Le Sahara Occidental interdit de visite ?

Décidément les visiteurs européens ne sont pas les bienvenus quand ils s’intéressent de trop près à la situation du respect des droits humains au Sahara Occidental occupé par le royaume marocain depuis 1975. Après l’arrestation de syndicalistes espagnols,français et italiens en février, c’est une mission d’observation française qui a été arrêtée puis expulsée cette nuit du Maroc.


Arrivée à Marrakèch dimanche 20 avril pour une mission d’observation, la délégation a commencé son travail le lendemain lors de la séance du procès d’Enaama Asfari, co-président du CORELSO (Comité pour le Respect des Libertés et des droits humains au Sahara Occidental) dont les autorités marocaines entendent neutraliser l’activité en fabriquant une procédure judiciaire de délit de droit commun. France Weyl, avocate et militante de l’association Droit et Liberté a également assisté au procès (voir le rapport en annexe).

Une nouvelle séance a été fixée 8 jours plus tard, les témoins de l’accusation n’étant pas d’accord pour décrire « agression » contre une automobiliste dont on accuse ce militant qui se savait suivi jour et nuit par la police. Difficile d’imaginer qu’il aurait agressé une femme sous les yeux attentifs de la police secrète marocaine !!

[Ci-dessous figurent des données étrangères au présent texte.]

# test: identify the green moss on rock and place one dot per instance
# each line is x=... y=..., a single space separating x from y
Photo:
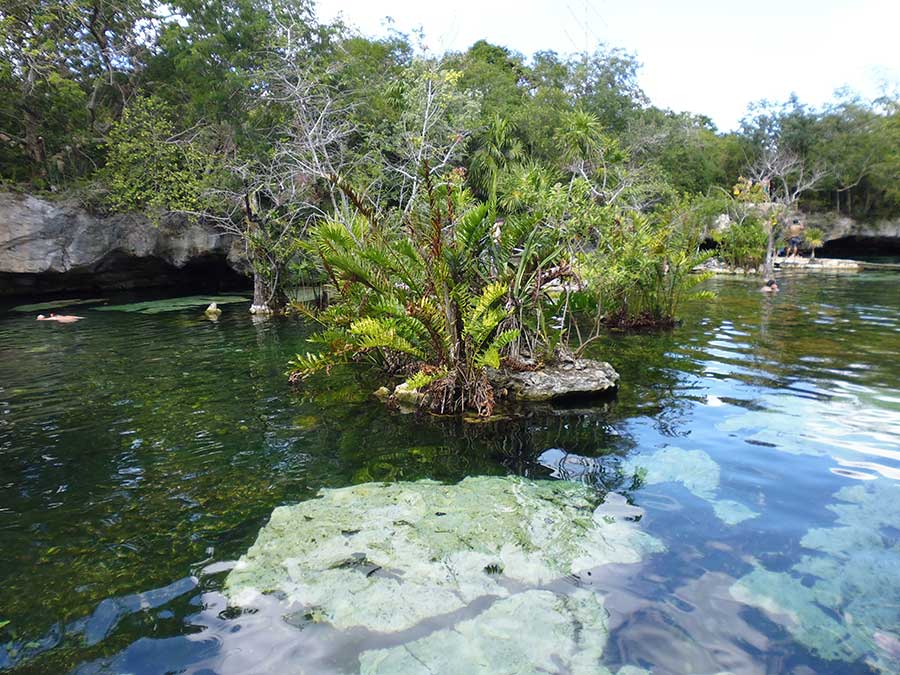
x=387 y=556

Accusé également de « conduite en état d’ivresse » alors qu’aucun examen d’alcoolémie n’a été réalisé, de « possession d’arme blanche », alors qu’aucune arme n’a été produite à l’audience, on le voit, Justice et Police marocaines ont toujours de gros progrès à faire pour arriver sur le chemin du respect des droits de la personnes.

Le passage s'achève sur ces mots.